WACCI Hosts Prof. Rita Mumm

Prof. Rita Mumm and Prof. Eric Danquah

Prof. Rita Mumm, Founding Director of the Illinois Plant Breeding Centre at the University of Illinois, Urbana-Champaign, USA, and Education lead on the USAID programme on Soybean Innovation Laboratory (SIL), has paid a five-day visit to the West Africa Centre for Crop Improvement (WACCI) at the University of Ghana.

Prof. Mumm held discussions with the Director of WACCI, Prof. Eric Danquah on a number of projects, in particular,  the development of a Masters Degree programme in Plant Breeding. The new programme which is supported by the USAID Soybean Innovation Laboratory will include a taught course component and internships in the United States, where students will have the opportunity to conduct research in well equipped laboratories.

On the specific issue of the USAID sponsored Soybean project, Prof. Mumm indicated that the project is using the value chain approach to ensure that beyond the creation of high-yielding Soybean  varieties, growers are also equipped with information on how to grow and process the product to bring out its nutritional content.

She commended Prof. Eric Danquah and his team, for what he called a phenomenonal job in putting together the PhD programme. She described the WACCI programme as the largest in Africa and one of the best in the world, adding that it is the kind of programme needed globally to train plant breeders who would help to meet worldwide demand for food security.

As part of her visit, Prof. Mumm delivered a two-day module on “Approaches to Key Decision Points in Crop Improvement”, to first year PhD students at WACCI.

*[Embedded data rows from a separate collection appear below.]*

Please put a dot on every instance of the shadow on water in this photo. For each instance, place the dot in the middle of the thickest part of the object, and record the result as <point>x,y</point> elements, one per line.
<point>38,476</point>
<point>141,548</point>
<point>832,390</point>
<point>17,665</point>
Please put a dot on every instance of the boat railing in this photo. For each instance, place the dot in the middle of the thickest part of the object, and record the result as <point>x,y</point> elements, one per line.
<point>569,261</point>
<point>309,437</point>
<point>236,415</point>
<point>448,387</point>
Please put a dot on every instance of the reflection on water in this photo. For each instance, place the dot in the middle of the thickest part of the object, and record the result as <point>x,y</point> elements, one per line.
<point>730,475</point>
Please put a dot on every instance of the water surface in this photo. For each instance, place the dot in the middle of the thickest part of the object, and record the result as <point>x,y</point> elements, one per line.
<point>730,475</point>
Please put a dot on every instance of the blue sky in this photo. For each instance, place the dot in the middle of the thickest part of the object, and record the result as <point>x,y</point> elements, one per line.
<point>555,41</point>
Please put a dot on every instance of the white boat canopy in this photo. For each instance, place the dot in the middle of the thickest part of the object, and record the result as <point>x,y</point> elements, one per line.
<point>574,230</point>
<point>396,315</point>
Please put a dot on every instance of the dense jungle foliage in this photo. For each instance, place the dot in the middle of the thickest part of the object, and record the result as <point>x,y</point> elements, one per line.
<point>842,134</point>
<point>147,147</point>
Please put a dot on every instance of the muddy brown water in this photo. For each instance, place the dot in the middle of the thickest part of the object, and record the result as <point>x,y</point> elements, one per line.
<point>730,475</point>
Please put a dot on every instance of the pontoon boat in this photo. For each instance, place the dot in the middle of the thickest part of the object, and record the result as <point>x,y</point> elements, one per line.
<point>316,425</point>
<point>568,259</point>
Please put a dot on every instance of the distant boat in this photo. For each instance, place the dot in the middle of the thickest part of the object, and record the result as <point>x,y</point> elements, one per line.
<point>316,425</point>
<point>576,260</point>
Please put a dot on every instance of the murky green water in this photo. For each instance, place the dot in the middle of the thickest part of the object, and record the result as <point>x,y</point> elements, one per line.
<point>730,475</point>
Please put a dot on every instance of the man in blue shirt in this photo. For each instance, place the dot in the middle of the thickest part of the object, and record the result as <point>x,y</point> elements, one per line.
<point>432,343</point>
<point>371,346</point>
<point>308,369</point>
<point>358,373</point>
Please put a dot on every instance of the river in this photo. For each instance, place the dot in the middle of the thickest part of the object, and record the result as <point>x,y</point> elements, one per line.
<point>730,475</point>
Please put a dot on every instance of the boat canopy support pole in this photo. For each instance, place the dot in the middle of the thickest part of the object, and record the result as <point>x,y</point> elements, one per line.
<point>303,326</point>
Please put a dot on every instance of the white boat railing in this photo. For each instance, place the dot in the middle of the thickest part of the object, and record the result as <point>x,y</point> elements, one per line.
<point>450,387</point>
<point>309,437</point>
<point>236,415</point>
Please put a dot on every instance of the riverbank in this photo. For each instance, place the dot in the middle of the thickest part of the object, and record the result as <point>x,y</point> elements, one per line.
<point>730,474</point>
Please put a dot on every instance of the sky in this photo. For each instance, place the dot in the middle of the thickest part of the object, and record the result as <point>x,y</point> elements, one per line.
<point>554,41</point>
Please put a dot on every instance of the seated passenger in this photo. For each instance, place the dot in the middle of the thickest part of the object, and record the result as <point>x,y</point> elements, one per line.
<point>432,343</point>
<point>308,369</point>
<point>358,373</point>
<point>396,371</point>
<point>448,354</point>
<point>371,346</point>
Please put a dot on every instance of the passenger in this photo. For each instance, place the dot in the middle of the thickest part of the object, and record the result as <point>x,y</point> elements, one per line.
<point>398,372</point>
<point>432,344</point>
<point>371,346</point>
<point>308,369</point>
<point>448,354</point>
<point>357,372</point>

The West Africa Centre for Crop Improvement (WACCI), a partnership between the University of Ghana (UG) and Cornell University, USA, was established in June 2007 with funding from the Alliance for a Green Revolution in Africa (AGRA) to train Plant Breeders in a PhD programme at the University of Ghana. In 2008, the Centre obtained funding from the Generation Challenge Programme (GCP) to train additional students. Students on the WACCI PhD programme are from Burkina Faso, Cameroon, Ghana, Kenya, Niger, Nigeria, Mali, Senegal, Sierra Leone and Uganda. The first cohort of 8 PhD students at the Centre graduated in 2013. WACCI was recently competitively selected by the World Bank as one of the Africa Centres of Excellence to receive US$8 million to train plant breeders, seed scientists and technologists. Total committed funding of the WACCI project to date is about US$25 million.